Partes da coleção são indescritivelmente tristes. É uma tragédia para os cuidadores serem livres para seguir em frente, às vezes deixando a situação dos chimpanzés voltar ao que eram antes de chegarem. São constantes em toda a coleção histórias de retirada de bebês de suas mães, seja na selva por caçadores furtivos, seja em laboratórios por cientistas. E há uma pungência nas medidas simples que ajudam a aliviar o tédio e o sofrimento dos chimpanzés em cativeiro; permitindo-lhes fazer escolhas, dando-lhes coisas interessantes para manipular, tentando recriar algumas das condições que poderiam ter encontrado na natureza. E, embora todos saibamos que usar chimpanzés como entretenimento no cinema, na TV, nos anúncios e nas redes sociais é errado, pois incentiva o comércio de animais de estimação, The Chimpanzee Chronicles deixa bem claro que tal uso se baseia sobre crueldade e abuso.

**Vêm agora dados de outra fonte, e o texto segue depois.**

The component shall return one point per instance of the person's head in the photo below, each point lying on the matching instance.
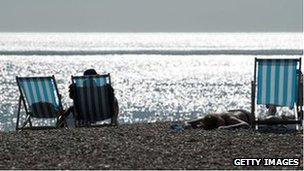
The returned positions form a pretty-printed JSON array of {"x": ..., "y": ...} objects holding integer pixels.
[
  {"x": 90, "y": 72},
  {"x": 210, "y": 122}
]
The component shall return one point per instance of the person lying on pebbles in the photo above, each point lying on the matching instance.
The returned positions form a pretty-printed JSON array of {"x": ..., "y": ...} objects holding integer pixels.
[
  {"x": 232, "y": 119},
  {"x": 228, "y": 120}
]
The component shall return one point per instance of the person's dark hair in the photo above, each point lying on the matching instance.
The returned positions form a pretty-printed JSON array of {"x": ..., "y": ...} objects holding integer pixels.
[
  {"x": 89, "y": 72},
  {"x": 210, "y": 122}
]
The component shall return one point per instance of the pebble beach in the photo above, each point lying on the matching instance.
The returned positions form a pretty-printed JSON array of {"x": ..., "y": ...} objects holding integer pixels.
[{"x": 144, "y": 146}]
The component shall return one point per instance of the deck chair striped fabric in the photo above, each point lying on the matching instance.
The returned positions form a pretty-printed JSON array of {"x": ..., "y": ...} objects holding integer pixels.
[
  {"x": 276, "y": 81},
  {"x": 91, "y": 102},
  {"x": 41, "y": 99}
]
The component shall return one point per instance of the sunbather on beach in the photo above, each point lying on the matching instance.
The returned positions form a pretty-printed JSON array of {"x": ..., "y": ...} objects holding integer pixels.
[{"x": 229, "y": 120}]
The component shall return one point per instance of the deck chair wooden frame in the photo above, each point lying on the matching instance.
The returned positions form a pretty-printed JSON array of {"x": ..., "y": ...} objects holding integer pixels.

As decisões tomadas em nome dos chimpanzés também podem ser cruéis. Por exemplo, decidir que, para o seu próprio bem, alguns chimpanzés devem ser mantidos isolados, pois podem não se integrar com outros – quando o isolamento para um chimpanzé social deve ser um pesadelo. E para pesquisas biomédicas, alguns chimpanzés foram mantidos em gaiolas isoladas por décadas. O momento mais arrepiante da leitura para mim foi a descrição do encontro entre o chimpanzé com hepatite positivo Bruno e Mark Bodamer nas instalações do LEMSIP. Foi uma troca que ecoou mais tarde entre Adriana Martin e o chimpanzé Moja no Chimpanzee and Human Communication Institute. A expressão clara e inequívoca de um desejo consciente que não pode ser satisfeito.

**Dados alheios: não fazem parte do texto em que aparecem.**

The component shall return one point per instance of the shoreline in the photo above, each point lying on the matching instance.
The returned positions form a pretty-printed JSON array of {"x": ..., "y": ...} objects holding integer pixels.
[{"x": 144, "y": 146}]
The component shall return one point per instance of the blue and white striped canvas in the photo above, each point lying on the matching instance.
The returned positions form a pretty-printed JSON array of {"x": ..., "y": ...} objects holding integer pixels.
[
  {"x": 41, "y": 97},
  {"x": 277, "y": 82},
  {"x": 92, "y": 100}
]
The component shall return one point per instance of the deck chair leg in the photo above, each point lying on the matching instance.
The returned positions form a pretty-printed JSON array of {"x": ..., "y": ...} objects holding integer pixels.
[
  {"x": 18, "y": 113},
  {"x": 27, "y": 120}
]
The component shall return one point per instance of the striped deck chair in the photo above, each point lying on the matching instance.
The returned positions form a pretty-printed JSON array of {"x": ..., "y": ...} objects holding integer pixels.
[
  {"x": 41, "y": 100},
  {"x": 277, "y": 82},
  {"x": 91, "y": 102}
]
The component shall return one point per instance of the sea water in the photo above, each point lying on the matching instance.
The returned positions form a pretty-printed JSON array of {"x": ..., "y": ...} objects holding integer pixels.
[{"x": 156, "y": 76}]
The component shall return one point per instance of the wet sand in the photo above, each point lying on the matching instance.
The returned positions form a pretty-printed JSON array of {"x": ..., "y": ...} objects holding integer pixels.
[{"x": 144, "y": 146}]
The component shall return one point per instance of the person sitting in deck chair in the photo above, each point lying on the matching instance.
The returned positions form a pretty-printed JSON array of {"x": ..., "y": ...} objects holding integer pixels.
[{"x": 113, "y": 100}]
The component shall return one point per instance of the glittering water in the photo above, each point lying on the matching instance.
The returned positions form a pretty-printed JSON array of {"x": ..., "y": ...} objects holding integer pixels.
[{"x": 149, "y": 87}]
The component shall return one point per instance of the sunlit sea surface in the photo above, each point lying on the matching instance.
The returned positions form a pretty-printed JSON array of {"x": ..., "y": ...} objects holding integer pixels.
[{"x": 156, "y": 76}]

The Chimpanzee Chronicles é uma coleção maravilhosa de observações, histórias e experiências, que torna o leitor ciente do preço inescrupuloso que a vaidade humana tem exigido de milhares e milhares de chimpanzés. Como os narradores, é difícil ver um caminho a seguir, mas devemos continuar trabalhando em nome dos chimpanzés. Devemos tentar resolver a situação dos chimpanzés em cativeiro que ainda não chegaram a santuários, lidar com as condições que colocam os chimpanzés selvagens em risco de caça furtiva e enfrentar os obstáculos para garantir que os chimpanzés selvagens tenham a oportunidade de viver, como diz Mary Jane Jensvold ele, “Livre nas florestas e savanas da África.”

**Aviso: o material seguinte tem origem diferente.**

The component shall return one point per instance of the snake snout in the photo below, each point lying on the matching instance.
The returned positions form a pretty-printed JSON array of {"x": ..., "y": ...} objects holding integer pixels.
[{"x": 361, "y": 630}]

The Chimpanzee Chronicles: Stories of Heartbreak and Hope from Behind the Bars / collection by Debra Rosenman. Santa Fe, New Mexico: Wild Soul Press, 2020. ISBN: 9781732465107 

* Alyson Baker mora em Nelson, na Nova Zelândia. Ela sempre se interessou pela vida selvagem e está chocada não apenas pelo caminho rápido previsto para a extinção de tantos animais, mas também pelo modo como muitos deles são tratados, especialmente os chimpanzés, nossos parentes mais próximos. Alyson foi voluntária no Santuário de Chimpanzés da Ilha Ngamba, em Uganda em 2017. Ela retornou a Ngamba em 2018 e também observou chimpanzés no Parque Nacional de Kibale. Ela estava planejando voltar ao santuário este ano, e visitar a Reserva Florestar Budongo com a esperança de ver os chimpanzés que vivem lá, mas a Covid-19 paralisou seus planos.